The previous facts point out the importance of the development of consistency tests to assess the solubility data of highly polar compounds in sc-CO2. So far, Méndez Santiago and Teja test is the most used option, although it needs at least three different studies to distinguish the data accuracy. Other theoretical tools, such as cubic equations of state or semiempirical models need adjustable parameters, and consequently they cannot be used for that aim.

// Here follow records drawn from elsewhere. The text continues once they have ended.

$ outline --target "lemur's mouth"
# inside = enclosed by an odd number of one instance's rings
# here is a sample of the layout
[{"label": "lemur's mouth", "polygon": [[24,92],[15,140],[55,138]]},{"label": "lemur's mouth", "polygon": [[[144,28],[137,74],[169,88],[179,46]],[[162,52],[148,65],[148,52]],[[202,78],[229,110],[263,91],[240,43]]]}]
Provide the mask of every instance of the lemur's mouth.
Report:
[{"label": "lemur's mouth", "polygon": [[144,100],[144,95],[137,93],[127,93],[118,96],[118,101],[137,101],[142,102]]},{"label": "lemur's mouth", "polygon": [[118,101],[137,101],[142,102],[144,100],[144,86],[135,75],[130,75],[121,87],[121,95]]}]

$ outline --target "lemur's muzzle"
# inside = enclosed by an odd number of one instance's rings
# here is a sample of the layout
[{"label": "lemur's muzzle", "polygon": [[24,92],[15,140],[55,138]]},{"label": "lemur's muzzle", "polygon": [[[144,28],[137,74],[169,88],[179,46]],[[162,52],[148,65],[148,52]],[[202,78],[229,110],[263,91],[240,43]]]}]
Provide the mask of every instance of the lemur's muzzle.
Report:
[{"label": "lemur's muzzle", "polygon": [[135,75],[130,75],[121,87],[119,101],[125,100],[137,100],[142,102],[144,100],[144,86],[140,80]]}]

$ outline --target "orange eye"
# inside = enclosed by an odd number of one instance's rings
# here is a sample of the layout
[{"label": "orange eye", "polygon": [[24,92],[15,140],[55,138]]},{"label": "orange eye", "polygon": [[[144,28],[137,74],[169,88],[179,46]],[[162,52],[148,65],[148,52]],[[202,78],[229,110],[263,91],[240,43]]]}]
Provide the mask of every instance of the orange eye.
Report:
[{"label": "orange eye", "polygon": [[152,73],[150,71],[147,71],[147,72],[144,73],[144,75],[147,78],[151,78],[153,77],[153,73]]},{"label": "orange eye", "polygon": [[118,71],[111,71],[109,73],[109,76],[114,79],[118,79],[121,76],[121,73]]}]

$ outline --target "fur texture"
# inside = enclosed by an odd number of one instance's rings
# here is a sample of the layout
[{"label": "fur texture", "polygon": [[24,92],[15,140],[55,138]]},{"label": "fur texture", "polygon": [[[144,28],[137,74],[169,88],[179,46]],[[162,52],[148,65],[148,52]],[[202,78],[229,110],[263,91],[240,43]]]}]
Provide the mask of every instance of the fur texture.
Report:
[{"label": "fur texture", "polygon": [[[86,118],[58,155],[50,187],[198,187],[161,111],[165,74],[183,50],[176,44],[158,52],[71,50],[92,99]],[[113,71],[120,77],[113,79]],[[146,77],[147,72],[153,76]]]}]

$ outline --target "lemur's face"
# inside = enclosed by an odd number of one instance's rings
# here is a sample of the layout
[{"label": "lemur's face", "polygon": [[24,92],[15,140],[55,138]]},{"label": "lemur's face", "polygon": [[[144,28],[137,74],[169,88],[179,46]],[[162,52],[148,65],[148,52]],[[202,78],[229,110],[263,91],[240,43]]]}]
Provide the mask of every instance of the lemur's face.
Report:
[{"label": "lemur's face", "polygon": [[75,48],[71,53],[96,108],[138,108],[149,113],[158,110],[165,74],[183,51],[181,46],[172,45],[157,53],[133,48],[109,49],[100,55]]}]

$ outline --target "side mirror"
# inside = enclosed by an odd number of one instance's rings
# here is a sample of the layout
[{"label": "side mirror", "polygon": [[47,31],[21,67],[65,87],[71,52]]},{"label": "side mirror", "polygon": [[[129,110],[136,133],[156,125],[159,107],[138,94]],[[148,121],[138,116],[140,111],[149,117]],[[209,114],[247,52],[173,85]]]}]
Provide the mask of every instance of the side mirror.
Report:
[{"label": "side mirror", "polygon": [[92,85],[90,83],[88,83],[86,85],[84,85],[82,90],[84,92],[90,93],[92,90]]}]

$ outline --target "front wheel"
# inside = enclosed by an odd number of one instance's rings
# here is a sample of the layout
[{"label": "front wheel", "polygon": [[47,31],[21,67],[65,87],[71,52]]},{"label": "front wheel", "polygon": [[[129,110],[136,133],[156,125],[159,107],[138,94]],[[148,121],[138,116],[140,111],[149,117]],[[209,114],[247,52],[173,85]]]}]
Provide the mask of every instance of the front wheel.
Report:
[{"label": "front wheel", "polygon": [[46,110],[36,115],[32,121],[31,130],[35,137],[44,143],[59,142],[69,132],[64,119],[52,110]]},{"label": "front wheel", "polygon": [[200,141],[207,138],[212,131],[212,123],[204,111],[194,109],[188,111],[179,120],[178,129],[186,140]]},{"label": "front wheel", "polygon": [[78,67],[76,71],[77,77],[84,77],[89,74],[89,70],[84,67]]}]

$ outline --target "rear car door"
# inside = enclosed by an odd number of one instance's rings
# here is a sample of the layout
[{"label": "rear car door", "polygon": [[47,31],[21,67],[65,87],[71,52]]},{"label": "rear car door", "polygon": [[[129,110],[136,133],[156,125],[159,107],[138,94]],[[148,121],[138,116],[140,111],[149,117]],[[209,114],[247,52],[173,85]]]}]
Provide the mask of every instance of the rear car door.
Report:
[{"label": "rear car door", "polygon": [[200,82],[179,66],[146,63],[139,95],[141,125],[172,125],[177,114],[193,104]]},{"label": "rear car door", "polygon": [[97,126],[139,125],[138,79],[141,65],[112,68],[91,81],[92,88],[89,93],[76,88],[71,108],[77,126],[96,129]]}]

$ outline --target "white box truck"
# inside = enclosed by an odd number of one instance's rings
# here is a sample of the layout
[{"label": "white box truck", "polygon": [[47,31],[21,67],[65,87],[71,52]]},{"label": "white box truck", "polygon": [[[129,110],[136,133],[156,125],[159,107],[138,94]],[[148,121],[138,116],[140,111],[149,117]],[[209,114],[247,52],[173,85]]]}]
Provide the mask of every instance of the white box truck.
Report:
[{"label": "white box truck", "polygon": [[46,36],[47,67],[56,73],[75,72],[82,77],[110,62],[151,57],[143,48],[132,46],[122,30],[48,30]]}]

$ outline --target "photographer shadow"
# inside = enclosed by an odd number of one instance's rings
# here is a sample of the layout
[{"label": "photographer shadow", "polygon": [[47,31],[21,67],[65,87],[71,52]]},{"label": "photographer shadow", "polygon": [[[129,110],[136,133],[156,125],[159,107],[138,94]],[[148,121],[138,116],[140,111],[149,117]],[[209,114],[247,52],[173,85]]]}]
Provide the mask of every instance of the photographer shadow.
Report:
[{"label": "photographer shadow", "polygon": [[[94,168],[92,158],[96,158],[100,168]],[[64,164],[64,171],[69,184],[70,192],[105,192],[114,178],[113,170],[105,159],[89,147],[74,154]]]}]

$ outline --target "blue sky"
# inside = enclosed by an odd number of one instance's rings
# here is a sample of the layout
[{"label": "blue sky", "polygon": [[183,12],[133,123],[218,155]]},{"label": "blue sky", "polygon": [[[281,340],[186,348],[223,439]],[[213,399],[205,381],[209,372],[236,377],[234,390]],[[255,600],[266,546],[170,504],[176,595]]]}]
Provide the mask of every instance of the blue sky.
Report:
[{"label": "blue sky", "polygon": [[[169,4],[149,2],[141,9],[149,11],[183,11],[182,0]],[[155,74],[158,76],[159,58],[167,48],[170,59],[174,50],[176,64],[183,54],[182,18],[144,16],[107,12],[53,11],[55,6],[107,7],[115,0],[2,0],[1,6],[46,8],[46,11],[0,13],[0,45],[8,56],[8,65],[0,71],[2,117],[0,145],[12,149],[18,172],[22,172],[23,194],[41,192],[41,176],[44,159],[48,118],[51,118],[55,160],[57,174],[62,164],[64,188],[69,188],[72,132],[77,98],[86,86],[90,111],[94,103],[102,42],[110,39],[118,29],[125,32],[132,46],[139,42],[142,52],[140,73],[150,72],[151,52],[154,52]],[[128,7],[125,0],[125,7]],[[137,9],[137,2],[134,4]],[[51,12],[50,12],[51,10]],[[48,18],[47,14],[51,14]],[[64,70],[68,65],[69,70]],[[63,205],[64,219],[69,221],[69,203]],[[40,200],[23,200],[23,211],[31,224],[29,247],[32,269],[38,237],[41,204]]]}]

An empirical analysis of the solubility of solids in sc-CO2 has been performed in this work by using only a group contribution method to estimate the sublimation enthalpy of the solid, and by defining a modified enhancement factor. After studying more than 2300 solubility data of pharmaceuticals in sc-CO2 at different temperatures, polar solids with similar sublimation enthalpies and at similar experimental conditions showed similar solubility behaviour in terms of the previously proposed modified enhancement factor. Based on these results, several equations to estimate that modified enhancement factor (depending only on the sublimation enthalpies) at different temperatures have been defined, providing with an average absolute relative deviation of less than 5%.
Therefore, by knowing only the molecular structure of the compound (as long as there is a group contribution method to calculate the sublimation enthalpies), those equations can be used as a helpful tool to identify if the experimental solubility data follow the usual solubility tendency, and as a consequence their accuracy.